US Release Date: 11-20-1937
Directed by: Archie Mayo
- Leslie Howard, as
- Basil Underwood
- Bette Davis, as
- Joyce Arden
- Olivia de Havilland, as
- Marcia West
- Eric Blore, as
- Digges, Basil's Valet
- Patric Knowles, as
- Henry Grant, Jr.
- George Barbier, as
- William West
- Spring Byington, as
- Aunt Ella Paisley
- Bonita Granville as
- Gracie Kane
Leslie Howard, Bette Davis and Olivia de Havilland.
Although she is primarily remembered as a fiery dramatic actress, Bette Davis also appeared in several comedies. It’s Love I’m After is a delightful theatrical farce that reunited Davis with Leslie Howard with whom she had already made two successful dramas, Of Human Bondage and The Petrified Forest. This was their final movie together.

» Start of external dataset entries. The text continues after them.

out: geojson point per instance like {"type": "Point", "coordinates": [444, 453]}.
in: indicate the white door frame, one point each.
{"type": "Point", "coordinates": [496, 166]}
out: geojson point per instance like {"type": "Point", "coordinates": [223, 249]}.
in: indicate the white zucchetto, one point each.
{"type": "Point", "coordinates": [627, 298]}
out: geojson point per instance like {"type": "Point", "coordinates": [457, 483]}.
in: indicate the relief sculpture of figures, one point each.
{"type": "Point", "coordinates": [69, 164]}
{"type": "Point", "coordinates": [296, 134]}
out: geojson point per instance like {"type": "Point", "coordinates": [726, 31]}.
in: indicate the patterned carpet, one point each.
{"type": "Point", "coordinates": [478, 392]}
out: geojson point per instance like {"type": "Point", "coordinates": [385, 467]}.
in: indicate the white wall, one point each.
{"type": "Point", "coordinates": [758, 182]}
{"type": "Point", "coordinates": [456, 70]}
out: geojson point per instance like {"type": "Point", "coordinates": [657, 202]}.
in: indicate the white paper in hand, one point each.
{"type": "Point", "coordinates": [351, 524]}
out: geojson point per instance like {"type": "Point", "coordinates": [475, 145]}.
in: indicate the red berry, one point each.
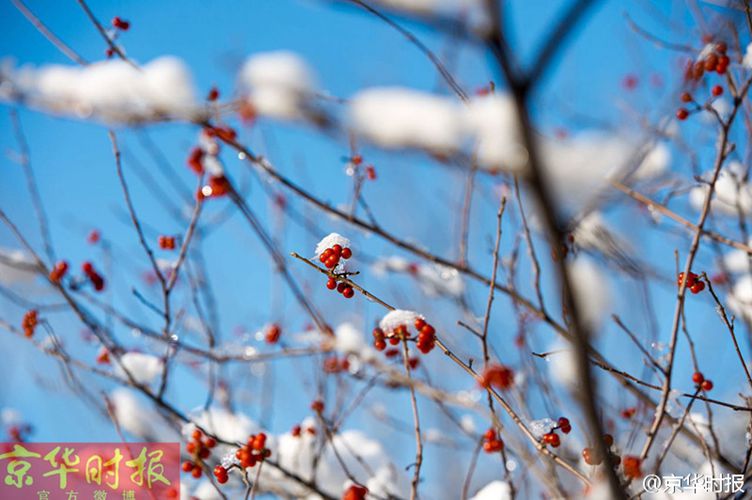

They play Basil Underwood and Joyce Arden, darlings of the American stage. They are the reigning IT couple of the theater as famous for their on again/off again wedding plans as they are for their Shakespeare. The movie opens with them performing the death scene in Romeo and Juliet on New Years Eve at a Los Angeles theater. The two of them whisper cruel insults in each other’s ears as they mime tragic and romantic gestures for the audience.
Olivia de Havilland plays Marcia West, a young woman in the audience that night. She is engaged to Henry Grant (the reliably handsome Patric Knowles) but is smitten by the charms of Basil as they come flooding across the footlights. The silly plot involves Henry, whose father was a close friend of the actors, requesting that Basil spend the holiday at the home of Marcia’s parents with the intention that he behave like a cad in order to deter the blossoming feelings Marcia has for him. Joyce shows up and complicates things further.
This situational comedy of manners is exceptionally entertaining. Leslie Howard hams it up as the egotistical actor. He spouts lines like, “After all, what am I? Just the greatest actor in the world.” His relationship with his effeminate and very dedicated valet Digges (the hilarious Eric Blore) creates many laughs. Basil is forever asking Digges how a certain line from a play went and then launching into a soliloquy. For his part, Digges is clearly in love with Basil and there is plenty of obvious gay subtext for anyone wishing to see it.
Bette Davis likewise chews much scenery as the hot tempered Joyce. Although hers is the smaller part she has several memorable moments arguing with Basil. One bit was so popular that she recycled it with James Cagney in The Bride Came C.O.D. four years later. Joyce goes into her room, slams the door and begins piling furniture in front of it to keep Basil out. He gets his man-servant to keep pounding on the door and then surreptitiously climbs through the window and sits watching Joyce.
Olivia de Havilland steals the movie as the innocent, enthusiastic and headstrong Marcia, doggedly clinging to her infatuation with Basil no matter how much of a bounder he becomes. She steadfastly defends him at his rudest by rationalizing, “What are manners? Little rules for little people!”
This is the type of comedy Hollywood has forgotten how to make. The dialogue is witty and intelligent, the actors urbane and sophisticated, the sets and clothes glamorous. It’s Love I’m After is 90 minutes of breezy cinematic joy.